Vision of this Documentary

While I would like to rate The Warning higher, its take is pretty much tunnel vision on the derivatives markets. While the derivatives markets did melt down and did, to a large degree, spur the meltdown onward, the meltdown was not started because of derivatives. The derivative meltdown was a casualty of and was exacerbated by the sub-prime mortgage meltdown. Had the mortgage industry bubble not burst, the derivatives market might have gone unchecked for many more years. The warning was and should have been about placing regulations onto mortgage lending practices. The mortgage lending industry is the industry that failed and sent the economy into a tailspin, let’s make that perfectly clear. The derivatives (insurance) market, which speculated on the mortgage industry, single-handedly sent Wall Street into a tailspin (along with several large insurance companies like AIG).

Derivatives and the Mortgage Meltdown

Anyone with half a brain in their head could see that using questionable lending vehicles like interest only loans for the first two years or adjustable rate mortgages were ticking time bombs. When the actual monthly payments came due years later after rates went up to where they should have been, people couldn’t afford pay. This was especially true when lenders were handing these loans to people who could barely afford the ‘introductory period’ payments. So, loans came due, people defaulted and the rest is history. The derivatives (insurance policies) that were issued also came due because of the en masse foreclosures. Insurance companies that issued derivative policies speculating people wouldn’t default en masse began to fail because their speculation was wrong. So then, these insurance companies couldn’t pay off on the insurance claims. So, when consumers defaulted, so did the insurance companies offering derivatives.

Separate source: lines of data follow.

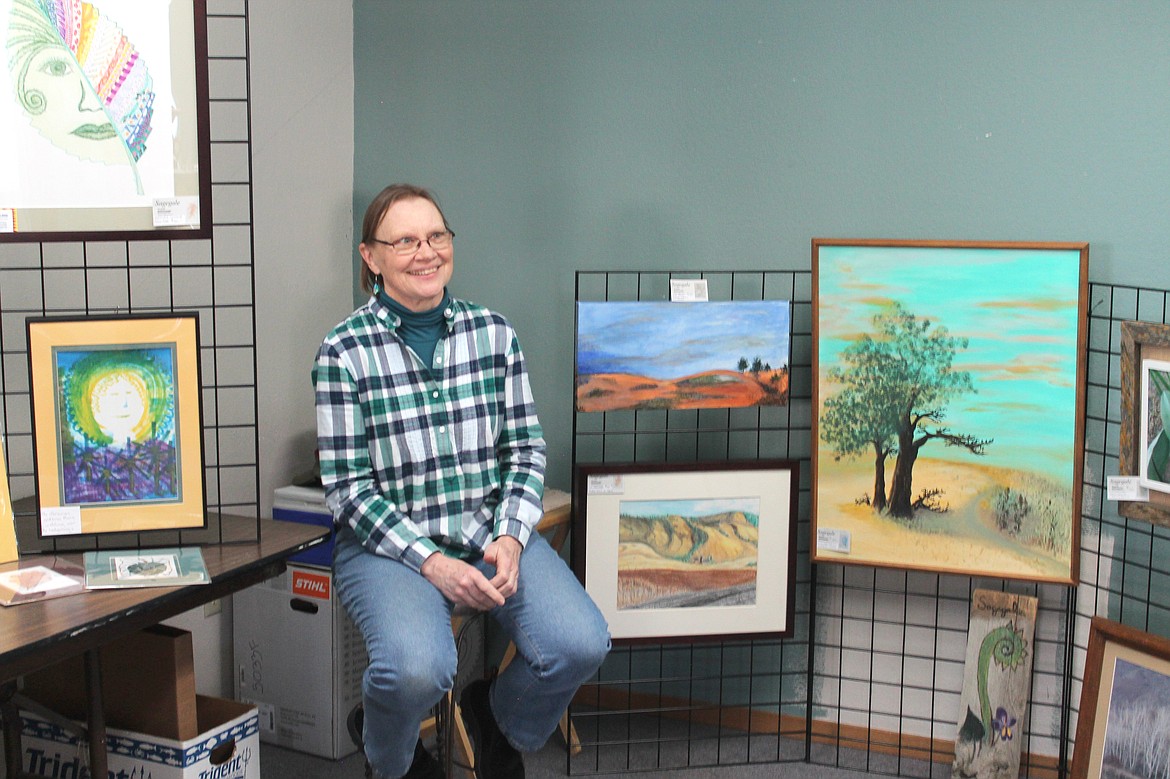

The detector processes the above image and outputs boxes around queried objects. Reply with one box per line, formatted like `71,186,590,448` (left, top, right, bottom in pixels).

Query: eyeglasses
369,229,454,256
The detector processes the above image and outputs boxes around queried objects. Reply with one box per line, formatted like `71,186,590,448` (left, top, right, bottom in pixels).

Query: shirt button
432,391,439,398
439,426,447,433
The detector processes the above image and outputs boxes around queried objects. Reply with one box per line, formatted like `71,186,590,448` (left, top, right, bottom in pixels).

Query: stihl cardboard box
232,563,366,759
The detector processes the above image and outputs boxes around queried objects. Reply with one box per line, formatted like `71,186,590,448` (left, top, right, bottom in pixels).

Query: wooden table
0,515,329,779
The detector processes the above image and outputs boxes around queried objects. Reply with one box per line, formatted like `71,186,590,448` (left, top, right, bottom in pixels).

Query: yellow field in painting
815,457,1070,580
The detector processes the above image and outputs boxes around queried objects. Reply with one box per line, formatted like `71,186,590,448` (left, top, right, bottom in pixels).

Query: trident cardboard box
233,563,367,759
20,695,259,779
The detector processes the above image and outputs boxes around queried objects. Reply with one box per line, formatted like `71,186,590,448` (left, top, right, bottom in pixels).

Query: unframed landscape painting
575,301,791,412
813,241,1086,583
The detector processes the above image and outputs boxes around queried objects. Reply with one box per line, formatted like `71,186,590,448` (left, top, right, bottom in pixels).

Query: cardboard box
22,624,198,740
19,695,259,779
272,485,333,567
233,563,366,759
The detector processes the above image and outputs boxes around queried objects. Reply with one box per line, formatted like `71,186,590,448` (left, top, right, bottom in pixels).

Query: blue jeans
333,526,611,778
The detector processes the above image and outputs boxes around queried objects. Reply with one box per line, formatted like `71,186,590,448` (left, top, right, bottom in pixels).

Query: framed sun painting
572,459,798,643
26,313,205,537
812,239,1088,584
0,0,211,241
1071,616,1170,779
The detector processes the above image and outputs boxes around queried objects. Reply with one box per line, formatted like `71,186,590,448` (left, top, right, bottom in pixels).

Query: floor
260,729,884,778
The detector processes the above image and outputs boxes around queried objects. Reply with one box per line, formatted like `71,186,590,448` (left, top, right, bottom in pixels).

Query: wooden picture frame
1119,320,1170,527
812,239,1088,584
27,313,205,537
572,459,798,643
0,0,211,241
1070,616,1170,779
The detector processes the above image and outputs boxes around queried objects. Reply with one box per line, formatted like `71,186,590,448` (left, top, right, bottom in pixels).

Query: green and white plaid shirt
313,295,546,572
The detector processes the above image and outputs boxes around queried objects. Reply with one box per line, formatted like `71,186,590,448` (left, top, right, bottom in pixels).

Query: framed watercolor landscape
572,460,798,643
27,313,205,537
811,239,1088,584
575,300,791,413
1118,320,1170,527
1071,617,1170,779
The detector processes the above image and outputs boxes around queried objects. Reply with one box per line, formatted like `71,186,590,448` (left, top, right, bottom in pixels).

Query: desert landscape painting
575,300,790,412
617,497,759,611
813,241,1086,583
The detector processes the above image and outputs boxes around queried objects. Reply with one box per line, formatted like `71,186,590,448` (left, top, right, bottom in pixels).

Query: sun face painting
575,301,791,412
618,497,759,610
52,345,180,505
813,241,1086,583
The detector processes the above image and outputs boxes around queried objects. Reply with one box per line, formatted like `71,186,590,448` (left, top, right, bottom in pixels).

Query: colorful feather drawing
7,0,155,190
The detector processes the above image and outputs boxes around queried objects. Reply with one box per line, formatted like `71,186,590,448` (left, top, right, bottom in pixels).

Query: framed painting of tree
26,313,205,537
811,239,1088,584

It wasn’t as if warnings weren’t being issued regarding the inevitable mortgage meltdown, it’s just that Brooksley Born (the focus of this film) was not one of the people issuing the mortgage warning. Her warning was strictly about the highly risky derivatives. More specifically, the black box non-transparent nature of them. The danger, of course, is that derivatives can be placed on any speculative and risky investment as insurance. The reason derivatives need to be regulated is to prevent companies the size of AIG from making stupid decisions about such risky vehicles. However, from a consumer perspective, banks should never have gotten into the position of issuing such risky mortgages like water to people who couldn’t afford them. This was the single mistake that led to where we are today and that mistake has nothing to do with derivatives and everything to do with Government and the Federal Reserve making stupid decisions.

Overall, the movie is worth watching, but also understand its information’s place in the larger meltdown that was at work in our economy.